We continue with our series about a timeshare association suing Maui County seeking to invalidate its time share property classification, with the county then striking back.
This week, we look at whether the property classification challenged was valid.
The circuit judge on Maui’s conclusion was that it wasn’t. He concluded under section 3.48.305 of the Maui County Code, the “County may consider only the actual use of real property when creating a real property tax classification; it has no authority under the MCC to consider anything else.”
That code section, however, says that land and buildings are classified upon consideration of the real property’s highest and best use, and then lists some exceptions. It also says condominium units are classified upon consideration of actual use, and then lists definitions, one of which a definition of the time share classification.
First, we need to notice actual use and highest and best use are completely different. Highest and best use primarily depends on zoning and has nothing to do with the current owner is currently doing with the property, which is actual use. So, someone running a farm in the middle of an industrial district would have a “highest and best use” as commercial property but “actual use” as agricultural property.
Next, the tax code is riddled with classifications, credits, and exemptions that have nothing to do with actual use.
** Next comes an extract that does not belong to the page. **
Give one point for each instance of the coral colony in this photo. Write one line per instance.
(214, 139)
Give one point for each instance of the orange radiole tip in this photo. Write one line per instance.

I group all three of these devices together because they all assign financial consequences — an owner or renter pays more tax or less tax — depending on whether certain conditions are met. All counties have such devices that depend on use, and they also have those that don’t. For example, all four counties exempt “kuleana land,” which depends on whether its owner is a lineal descendant of the persons who received original title from the Kingdom of Hawaii. All four counties exempt property owned by disabled veterans, persons affected with leprosy, and persons with impaired sight or hearing or totally disabled, which are not uses of the property but medical conditions of its owner.
Of these, the latter three exemptions were carried over from when the state was administering the property tax, before the 1978 Constitutional Convention. This is significant because when the convention recommended, and the voters approved, transferring the property tax power to the counties, there were constitutional provisions that required all counties to keep the basic structure, rates, and exemptions then in place for 11 years. Those exemptions, therefore, were specifically approved in our constitution – and they didn’t depend on property use.
If it were held that differences in real property tax liability must depend only on property to use to be valid, what would happen with the exemptions, credits, and credits on all four counties? And what would happen with the “Residential A” property classification here in Honolulu, which kicks in if a property doesn’t qualify for a homeowner’s exemption and is valued at $1 million or more? Homeowner classification is based on use, but valuation of a parcel clearly isn’t.
Ultimately, of course, the higher courts will decide the validity of the Maui real property tax classification system. The job isn’t easy, and the arguments we’ve made here might turn out to be completely wrong. But they will give us things to think about while the parties are considering what to argue and while the courts will be mulling over this case.